Pensions Act Update
Since the enactment of the Pensions Act 2004 in November last year, there has been a steady stream of regulations, draft regulations and codes of practice and this is likely to continue over the next 12 months.
To help keep you up to date with what is happening, we plan to issue regular updates on the progress of regulations and codes of practice under the Act. This Update looks at the key elements in what has been published so far. Further explanation of the provisions of the Act can be found in our Plain English Guide to the Pensions Act.
Further draft regulations are anticipated in the near future.
Codes of practice and the Regulator
Two draft codes of practice have been issued so far. The first deals with “whistleblowing” and reporting breaches of duty to the Regulator – it looks at when the Regulator will require reports and the factors which should be taken into account. The second code of practice looks at what events the Regulator requires notification of and sets out a list of such events.
The Regulator has also issued a number of documents setting out how it sees its role and that of employers and trustees.
Financial Assistance Scheme
The Government has indicated that to be eligible under the Financial Assistance Scheme, a scheme must have commenced winding up between 1 January 1997 and 5 April 2005. Government press releases also indicate that those within 3 years of scheme pension age on 14 May 2004 will receive benefits of up to 80% of their basic scheme benefit from the Financial Assistance Scheme. The Government so far have information on around 380 schemes which may be eligible for assistance and say that they will continue to accept notification of potentially eligible schemes for up to 6 months after regulations come into force.
Section 75 debts
The Act will introduce a new Section 75A to the Pensions Act 1995 to allow greater flexibility in calculating the Section 75 debt where an employer leaves a multi-employer scheme. According to the Government, this is designed “to avoid situations where… withdrawal from multi-employer arrangements leaves pension liabilities situated in a company which is substantially weaker than the rest/other parts of the group”. The detail of the new provisions is largely left to regulations and we understand that these regulations will be delayed until summer 2005 because of their complexity.
Draft regulations propose that the initial levy for the year from 6 April 2005 will be £15 per active, pensioner and dependent member and £5 for each deferred member. The administrative levy is proposed to be between £2.50 and 75p per member, depending on scheme size.
The Act provides some protection for employees’ pension benefits on business transfers. If the new employer provides a final salary scheme, it must meet the reference scheme test. Draft regulations permit an alternative method of providing benefits in a final salary scheme to that set out in the Act which requires that that the overall value of the new employer’s scheme is equal to that of the old employer. They also confirm that the minimum employer contributions required in a money purchase scheme will be matching the employee’s contributions up to a maximum of 6% of basic pay.

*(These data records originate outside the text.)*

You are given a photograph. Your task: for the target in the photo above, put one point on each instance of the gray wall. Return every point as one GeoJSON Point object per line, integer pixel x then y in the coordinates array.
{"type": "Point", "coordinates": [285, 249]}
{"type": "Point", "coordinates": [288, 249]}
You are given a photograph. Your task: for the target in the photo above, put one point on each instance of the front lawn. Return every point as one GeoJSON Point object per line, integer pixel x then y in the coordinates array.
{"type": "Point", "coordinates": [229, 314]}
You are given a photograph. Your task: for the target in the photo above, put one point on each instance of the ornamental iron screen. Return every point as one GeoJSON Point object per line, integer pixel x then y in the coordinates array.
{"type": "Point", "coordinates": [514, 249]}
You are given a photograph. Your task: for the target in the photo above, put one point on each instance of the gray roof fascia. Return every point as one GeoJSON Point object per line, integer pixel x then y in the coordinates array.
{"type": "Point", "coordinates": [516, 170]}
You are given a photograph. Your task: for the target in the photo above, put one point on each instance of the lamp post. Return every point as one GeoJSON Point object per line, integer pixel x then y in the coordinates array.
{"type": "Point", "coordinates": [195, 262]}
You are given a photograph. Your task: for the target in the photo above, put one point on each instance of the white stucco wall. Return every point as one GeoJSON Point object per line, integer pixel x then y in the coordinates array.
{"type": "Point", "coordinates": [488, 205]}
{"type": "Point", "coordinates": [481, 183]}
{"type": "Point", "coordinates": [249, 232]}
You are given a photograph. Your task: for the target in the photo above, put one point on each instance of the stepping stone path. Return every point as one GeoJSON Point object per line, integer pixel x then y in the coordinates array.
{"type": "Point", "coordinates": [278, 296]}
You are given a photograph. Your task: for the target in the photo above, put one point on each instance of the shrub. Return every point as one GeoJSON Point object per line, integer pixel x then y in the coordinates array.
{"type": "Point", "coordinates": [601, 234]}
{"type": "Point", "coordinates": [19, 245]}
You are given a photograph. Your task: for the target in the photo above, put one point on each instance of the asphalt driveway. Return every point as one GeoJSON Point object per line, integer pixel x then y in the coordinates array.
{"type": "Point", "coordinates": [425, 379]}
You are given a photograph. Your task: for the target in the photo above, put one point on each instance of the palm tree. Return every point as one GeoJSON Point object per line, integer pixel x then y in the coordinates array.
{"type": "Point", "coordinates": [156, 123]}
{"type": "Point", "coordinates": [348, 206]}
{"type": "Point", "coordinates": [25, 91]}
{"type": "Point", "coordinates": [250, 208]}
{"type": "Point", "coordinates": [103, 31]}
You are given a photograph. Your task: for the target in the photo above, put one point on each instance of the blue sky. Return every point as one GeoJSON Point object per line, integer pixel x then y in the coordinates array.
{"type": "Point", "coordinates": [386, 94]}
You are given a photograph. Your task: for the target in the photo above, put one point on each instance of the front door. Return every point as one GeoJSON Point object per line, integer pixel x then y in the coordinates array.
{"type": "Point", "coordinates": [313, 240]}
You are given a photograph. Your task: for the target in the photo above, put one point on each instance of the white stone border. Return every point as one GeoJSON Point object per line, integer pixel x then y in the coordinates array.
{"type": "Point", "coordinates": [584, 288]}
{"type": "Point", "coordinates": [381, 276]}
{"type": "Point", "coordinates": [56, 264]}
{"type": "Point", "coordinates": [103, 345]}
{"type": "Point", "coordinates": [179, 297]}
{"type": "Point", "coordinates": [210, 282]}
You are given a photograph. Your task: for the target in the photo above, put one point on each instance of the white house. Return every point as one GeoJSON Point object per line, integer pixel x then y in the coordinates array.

Draft regulations provide that no indexation will be required for pre April 1997 protected rights.
A variety of draft regulations have been issued in relation to contracted-out benefits, including regulations facilitating the transfer of deferred members’ protected rights and dealing with commutation of contracted-out benefits.
The Government have not yet indicated when they may exercise their Regulation making power under the Act to require 50% MNTs. It may be a number of years away. However, they have indicated that when this structure is implemented, they will allow schemes to use any provisions in their scheme rules for a chairman of trustees to have a casting vote.
Draft regulations set out what the trustees will be required to tell complainants when they notify them of decisions under the scheme’s IDR procedure and how disputes underway when the new provisions come into force (intended to be September 2005) should be dealt with.